Biologists have studied the lubricant with which insects "lubricate" their exoskeleton, and found that this material reduces friction even more than the famous Teflon.
Teflon is one of the greatest successes of modern chemistry. Due to its excellent chemical and thermal resistance, it is widely used in industry and technology, medicine and electronics. One of the important applications of Teflon is lubrication: due to its incredibly low sliding coefficient, it acts as an excellent antifriction material. However, a substance recently found by German scientists is even more slippery than Teflon. They write about this in an article published in the journal Proceedings of the Royal Society B.

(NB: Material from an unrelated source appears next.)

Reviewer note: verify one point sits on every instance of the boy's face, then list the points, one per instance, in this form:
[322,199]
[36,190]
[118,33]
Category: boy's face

Antifriction substances are ubiquitous in nature. Some fish secrete them, speeding up movement in the water. Contain such components and joints of the exoskeleton of insects, otherwise they would quickly rub against each other. Konstantin Nadein and his colleagues at Keele University investigated these components of the darkling beetle Zophobas morio. Scientists have found that the lubricant is released through the pores in the carapace, squeezed out in tiny filaments about a micrometer in diameter, and then smeared as the limb moves.
This substance consists of a mixture of proteins, and the authors determined its antifriction properties using a classic test. By placing a substance between a pair of flat glasses, they measured the force required to displace one glass on top of the other. It turned out that insect lubricant reduces friction even more than even regular Teflon lubricant.
Unfortunately, it is not yet possible to turn this substance into a finished commercial product. The protein shake is too difficult to manufacture and expensive to isolate from the beetles themselves. So now scientists want to find a way to synthesize it artificially. Perhaps, in the future, such a lubricant will replace Teflon in the most critical areas of work.